To investigate the temporal evolutionary dynamics of the GII.17 norovirus in the Amazon, we applied Bayesian analysis with different population dynamic models. The strict molecular clock and GMRF Bayesian Skyride coalescence model were the most suitable models. The selection of the evolutionary model was made by comparing a posteriori probabilities of the models under investigation. Following Bayes factor calculation, the TMRCA was estimated in 1881 (95% HPD: 1832–1921). The evolution rate for GII-17 strains was 1.95 × 10^− 3 (1.28 × 10^− 3–2.63 × 10^− 3) (Additional file 2).

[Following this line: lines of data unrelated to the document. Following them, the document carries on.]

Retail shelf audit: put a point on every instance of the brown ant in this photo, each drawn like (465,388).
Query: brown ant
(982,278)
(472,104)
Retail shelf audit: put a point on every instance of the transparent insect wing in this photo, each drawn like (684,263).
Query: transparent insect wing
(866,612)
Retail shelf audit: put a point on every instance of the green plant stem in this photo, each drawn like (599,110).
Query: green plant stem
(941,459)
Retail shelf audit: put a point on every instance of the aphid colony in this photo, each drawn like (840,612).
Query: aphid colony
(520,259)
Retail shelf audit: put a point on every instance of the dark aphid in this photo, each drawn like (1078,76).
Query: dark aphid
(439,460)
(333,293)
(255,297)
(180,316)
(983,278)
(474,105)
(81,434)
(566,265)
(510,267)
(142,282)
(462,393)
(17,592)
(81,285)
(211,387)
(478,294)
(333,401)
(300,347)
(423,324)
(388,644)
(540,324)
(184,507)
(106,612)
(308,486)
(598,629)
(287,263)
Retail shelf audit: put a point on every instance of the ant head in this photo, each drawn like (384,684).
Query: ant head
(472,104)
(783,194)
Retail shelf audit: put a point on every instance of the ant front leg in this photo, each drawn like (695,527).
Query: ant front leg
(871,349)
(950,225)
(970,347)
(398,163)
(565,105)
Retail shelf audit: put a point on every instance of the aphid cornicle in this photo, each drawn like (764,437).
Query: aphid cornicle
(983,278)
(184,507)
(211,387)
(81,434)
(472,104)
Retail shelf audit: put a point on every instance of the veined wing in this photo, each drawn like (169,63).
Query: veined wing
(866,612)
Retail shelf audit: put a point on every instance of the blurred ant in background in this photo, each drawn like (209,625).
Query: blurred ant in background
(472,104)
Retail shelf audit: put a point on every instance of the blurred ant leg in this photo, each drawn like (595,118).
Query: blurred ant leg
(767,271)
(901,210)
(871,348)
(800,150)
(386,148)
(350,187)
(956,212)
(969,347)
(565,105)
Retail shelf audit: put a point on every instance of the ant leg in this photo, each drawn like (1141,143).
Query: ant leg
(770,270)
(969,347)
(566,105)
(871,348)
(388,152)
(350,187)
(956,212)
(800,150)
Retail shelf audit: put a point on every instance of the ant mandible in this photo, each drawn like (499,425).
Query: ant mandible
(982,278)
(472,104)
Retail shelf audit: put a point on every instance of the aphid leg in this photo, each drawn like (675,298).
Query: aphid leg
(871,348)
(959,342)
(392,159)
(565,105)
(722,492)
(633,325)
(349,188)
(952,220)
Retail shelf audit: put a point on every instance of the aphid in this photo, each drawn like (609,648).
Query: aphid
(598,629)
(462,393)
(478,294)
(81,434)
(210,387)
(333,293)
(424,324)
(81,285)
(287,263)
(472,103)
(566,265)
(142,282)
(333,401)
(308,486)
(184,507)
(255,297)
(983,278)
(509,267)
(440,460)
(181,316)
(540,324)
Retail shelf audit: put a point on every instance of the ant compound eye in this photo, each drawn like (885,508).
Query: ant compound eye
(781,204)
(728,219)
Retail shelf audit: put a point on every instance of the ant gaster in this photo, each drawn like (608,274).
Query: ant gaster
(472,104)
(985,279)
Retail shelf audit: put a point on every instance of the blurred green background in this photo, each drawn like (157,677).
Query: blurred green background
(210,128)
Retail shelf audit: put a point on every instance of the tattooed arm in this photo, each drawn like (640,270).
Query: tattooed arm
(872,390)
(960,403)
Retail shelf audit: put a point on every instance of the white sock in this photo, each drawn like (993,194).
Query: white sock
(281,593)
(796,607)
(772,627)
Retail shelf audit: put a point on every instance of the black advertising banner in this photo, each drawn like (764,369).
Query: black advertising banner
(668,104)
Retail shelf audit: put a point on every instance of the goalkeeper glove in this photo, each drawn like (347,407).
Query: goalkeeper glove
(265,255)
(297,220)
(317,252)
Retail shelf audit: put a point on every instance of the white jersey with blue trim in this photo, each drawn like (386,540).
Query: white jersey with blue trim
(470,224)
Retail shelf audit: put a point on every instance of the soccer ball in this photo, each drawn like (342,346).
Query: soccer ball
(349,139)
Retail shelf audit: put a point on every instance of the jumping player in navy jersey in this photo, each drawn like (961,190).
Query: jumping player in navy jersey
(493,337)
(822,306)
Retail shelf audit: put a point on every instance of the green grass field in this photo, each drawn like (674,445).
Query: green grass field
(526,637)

The Bayesian inference revealed that the Brazilian GII.17_2014 strains detected in this study have high similarities and belonged to clade D (epidemic strain) with TMRCA estimated in 2010 (2009–2012). Temporal and spatial analysis estimated that the strains detected in this study most likely originated from China. The strains were spread in Brazil from Hong Kong/China through Amazonas state. Lineages of GII.17_2014 were observed in Amazonas and Pará State. The TMRCA for these lineages was estimated in the year 2013 (2013–2015) with mutation rates of 1.97 × 10^− 3 (1.28 × 10^− 3 –2.66 × 10^− 3) and 2.05 × 10^− 3 (1.38 × 10^− 3–2.77 × 10^− 3) substitutions/site/year, respectively (Fig. 4).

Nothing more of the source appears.